# mouse guard/reducer



## bee_wrangler (Jan 21, 2007)

I use #2 hardware cloth to keep the mice out. It is usually available at your locak hardware store. #2 means 2 open spaces in the wire per inch or 1/2 inch squares in the mesh.

Dan


----------



## Eaglerock (Jul 8, 2008)

Entrance reducers are what I use. I have them on now, in winter, because is had been cold at night.

Screen would work easily, one big enough for bees to get through but not mice.


----------



## brooksbeefarm (Apr 13, 2008)

*mouse gards*

LIke Eaglerock,I use mouse gards,mine are wood with a 3"wide and 3/8"high opening in the middle.It looks to me like a mouse could get in if he wanted to,but i!v never had one do it?


----------



## Ravenseye (Apr 2, 2006)

I use those universal metal guards. They work pretty good. I leave the wooden reducers in behind them. Most of the drones are pretty much gone by now, at least I didn't see any when I peeked in a few hives earlier this week.


----------



## Oldbee (Sep 25, 2006)

I had the experience of a mouse gnawing away one of those wood entrance reducers to gain,..'entrance'; the hive was lost. I have since gone to the all metal reducers [3/8 by 4 inch space] with the flange on both sides. My hives are near a corn field, and except for the 8 to 10 foot radius of grass that I cut around the hives, it is tall grass. I cut pieces of wood to make my own entrance reducers that are behind the metal ones during the winter. About every two weeks during the winter, I scrape away the dead bees that have accumulated in back of the mouse guard; about 3-6 inches deep. I only have 4 hives.


----------



## Eaglerock (Jul 8, 2008)

Ravenseye said:


> I use those universal metal guards. They work pretty good. I leave the wooden reducers in behind them. Most of the drones are pretty much gone by now, at least I didn't see any when I peeked in a few hives earlier this week.

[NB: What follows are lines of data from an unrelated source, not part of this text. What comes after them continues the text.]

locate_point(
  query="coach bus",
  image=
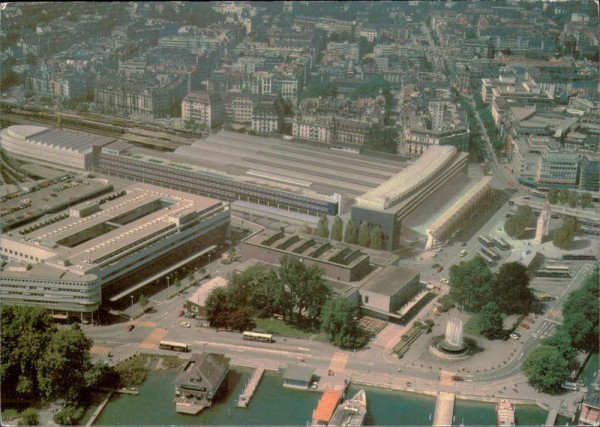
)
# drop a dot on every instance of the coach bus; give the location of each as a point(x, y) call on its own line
point(255, 336)
point(491, 253)
point(580, 257)
point(554, 271)
point(485, 241)
point(500, 243)
point(173, 346)
point(487, 259)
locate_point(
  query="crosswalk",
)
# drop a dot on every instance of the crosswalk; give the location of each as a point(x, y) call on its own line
point(153, 338)
point(100, 350)
point(338, 361)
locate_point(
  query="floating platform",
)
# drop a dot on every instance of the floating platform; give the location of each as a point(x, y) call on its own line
point(245, 397)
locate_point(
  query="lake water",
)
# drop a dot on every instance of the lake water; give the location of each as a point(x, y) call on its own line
point(273, 404)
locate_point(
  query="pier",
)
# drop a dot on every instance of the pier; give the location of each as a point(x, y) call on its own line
point(552, 414)
point(444, 409)
point(245, 397)
point(99, 408)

That is a different way. hmmmm I like wood, but having the medal in front of the wood, if having a problem, would be a good idea. 
BTW, Your wife said I can have all your girls. Your married!


----------



## Ravenseye (Apr 2, 2006)

I like leaving the reducers in behind them so the breeze gets knocked down a bit. The mouse guards have holes all the way across so the reducer behind it acts like a wall.

Go ahead...take the girls!!!!!


----------



## Irene S (Feb 7, 2008)

Ravenseye said:


> I like leaving the reducers in behind them so the breeze gets knocked down a bit. The mouse guards have holes all the way across so the reducer behind it acts like a wall.
> 
> Go ahead...take the girls!!!!!


yea I was thinking those metal mouse guards have alot of holes..

doubling up is the way to go. :thumbsup: . THANKS


----------



## Bee-View Farm (Sep 21, 2008)

Irene S said:


> I'm not sure what kind of about entrance reducers / mouse guard I should use. :scratch:
> 
> It's getting cold up here, my veg garden got 'frosted' last night (I'm in northwest CT, USA)
> 
> ...



This is what i use. My mom, dad, and grandpa all used this reducer. As for mice. If the hive is strong, the bee's will take care of them!


----------



## iddee (Jun 21, 2005)

All my bottom boards are 3/8 opening, so I don't use mouse guards.


----------



## dcross (Jan 20, 2003)

Bee-View Farm said:


> As for mice. If the hive is strong, the bee's will take care of them!



Not in my experience. Once the cluster forms, even the strongest hive is easy pickings.


----------



## Michael Bush (Aug 2, 2002)

I've had strong hives decimated by mice before. They seem to eat everything including the bees. Of course they only move in after the bees are clustered and once they have a good nest to protect them they make it all the way to spring.


----------